Manchin’s support all but guarantees the bill’s passage through the Senate.
Sen. Joe Manchin (D-W.Va.) in a June 13 interview signaled his support for the gun control package hammered out after negotiations between Senate Republicans and Democrats, saying that the package should not concern law-abiding gun owners.
A bipartisan group of senators on June 12 announced the legislative package of gun control measures that include more resources for mental health needs, school safety, and more.
The proposal has the support of 10 Republican senators, which is needed in the 50–50 Senate to overcome any legislative filibuster. It was praised by Senate Majority Leader Chuck Schumer (D-N.Y.), a longtime proponent of gun control measures.
The plan calls for an “enhanced review process” for younger gun buyers.
For prospective buyers under 21 years of age, the plan “requires an investigative period to review juvenile and mental health records, including checks with state databases and local law enforcement,” according to their statement.
The bill also will provide support for state crisis intervention, protections for domestic violence victims, funding for school-based mental health and supportive services, investment in children and family mental health services, clarification of the definition of federally licensed firearms dealer, penalties for “straw purchasing” of guns, and telehealth investments.
Notably, the framework bill includes a so-called red flag provision, allowing for “resources to states and tribes to create and administer laws that help ensure deadly weapons are kept out of the hands of individuals whom a court has determined to be a significant danger to themselves or others,” according to a June 12 statement by the group.
Now Manchin, a critical swing vote, has come out in support of the package.
During an appearance on CNN’s “The Lead with Jake Tapper,” Manchin claimed that gun owners in his state, a longtime red stronghold, want the federal government to take action, particularly on preventing mentally ill people from accessing weapons.
“We have to do something. And gun owners are standing up. You take polls around the country, in my state, too—law-abiding gun owners want something to be done,” Manchin said. “They don’t want people who should never have a gun, or is mentally incapacitated or not stable, to be able to access anything they want.”
The principles underlying the package, primarily prevention and intervention, are “something that’s sensible and reasonable,” Manchin said.

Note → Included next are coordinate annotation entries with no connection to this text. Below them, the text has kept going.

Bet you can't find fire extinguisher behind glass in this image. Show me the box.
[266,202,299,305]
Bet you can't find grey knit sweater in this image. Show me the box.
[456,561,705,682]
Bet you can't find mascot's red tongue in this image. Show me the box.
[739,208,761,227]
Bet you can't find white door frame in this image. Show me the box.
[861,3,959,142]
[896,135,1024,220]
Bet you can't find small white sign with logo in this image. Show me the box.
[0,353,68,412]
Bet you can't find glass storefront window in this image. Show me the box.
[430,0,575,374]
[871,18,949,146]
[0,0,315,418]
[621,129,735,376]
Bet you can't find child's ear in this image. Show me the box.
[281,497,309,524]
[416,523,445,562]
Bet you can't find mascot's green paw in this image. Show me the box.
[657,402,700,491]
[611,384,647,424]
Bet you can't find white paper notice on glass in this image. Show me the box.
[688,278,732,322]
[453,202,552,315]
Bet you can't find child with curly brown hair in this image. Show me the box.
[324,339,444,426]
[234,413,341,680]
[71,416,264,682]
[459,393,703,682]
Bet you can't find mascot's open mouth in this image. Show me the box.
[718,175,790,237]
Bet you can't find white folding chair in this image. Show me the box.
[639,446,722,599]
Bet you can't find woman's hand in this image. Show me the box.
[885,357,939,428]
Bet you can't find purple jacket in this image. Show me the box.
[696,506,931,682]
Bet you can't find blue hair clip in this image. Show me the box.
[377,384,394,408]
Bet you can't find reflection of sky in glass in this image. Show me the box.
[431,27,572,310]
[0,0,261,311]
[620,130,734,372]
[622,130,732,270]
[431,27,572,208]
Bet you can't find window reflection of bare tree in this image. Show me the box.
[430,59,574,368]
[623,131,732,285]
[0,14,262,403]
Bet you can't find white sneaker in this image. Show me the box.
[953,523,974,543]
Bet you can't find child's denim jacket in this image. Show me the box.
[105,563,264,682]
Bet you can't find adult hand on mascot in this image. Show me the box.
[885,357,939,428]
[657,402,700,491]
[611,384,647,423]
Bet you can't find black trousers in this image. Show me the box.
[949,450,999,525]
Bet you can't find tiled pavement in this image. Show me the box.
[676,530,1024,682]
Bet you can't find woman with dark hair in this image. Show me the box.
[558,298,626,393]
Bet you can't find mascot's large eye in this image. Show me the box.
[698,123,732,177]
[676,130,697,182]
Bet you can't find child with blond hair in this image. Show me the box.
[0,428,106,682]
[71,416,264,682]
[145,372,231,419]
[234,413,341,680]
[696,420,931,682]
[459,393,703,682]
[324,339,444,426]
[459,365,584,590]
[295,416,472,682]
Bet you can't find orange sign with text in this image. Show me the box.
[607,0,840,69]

“We have got to take what we have got as a positive and work off of this. But this should not—this piece of legislation, as drafted, should not be threatening to any law-abiding citizen in the United States of America, not one. And no law-abiding gun owner should be offended by this,” Machin continued. “We take no rights away, no privileges away. We don’t basically threaten you’re going to lose anything at all.”
However, the inclusion of controversial red flag provisions—which allow the state to seize weapons from someone or prevent them from purchasing a weapon based on an anonymous tip that they may be a danger to themselves or others—has long been an issue that Second Amendment advocacy groups have rallied against.
The package, which has the support of 10 Republicans, is all but guaranteed to pass the 60-vote filibuster threshold with Manchin’s backing.
The Republicans who support the measure are Sens. Lindsey Graham (S.C.), Mitt Romney (Utah), John Cornyn (Texas), Thom Tillis (N.C.), Richard Burr (N.C.), Roy Blunt (R-Mo.) Bill Cassidy (La.), Susan Collins (Maine), Rob Portman (Ohio), and Pat Toomey (Pa.).
In the past, Manchin—one of the only Democrats hailing from GOP-dominated West Virginia—was among a faction of Democrats who expressed some discomfort with David Chipman, President Joe Biden’s first controversial pick to head the Bureau of Alcohol, Tobacco, and Firearms.
Eventually, skepticism from Manchin and other members of the Democrats’ Senate caucus forced Biden to withdraw Chipman’s nomination.
If it is passed by the Senate, the House—which is narrowly held by Democrats—is likely to quickly work to pass the bill.
Jack Phillips contributed to this report.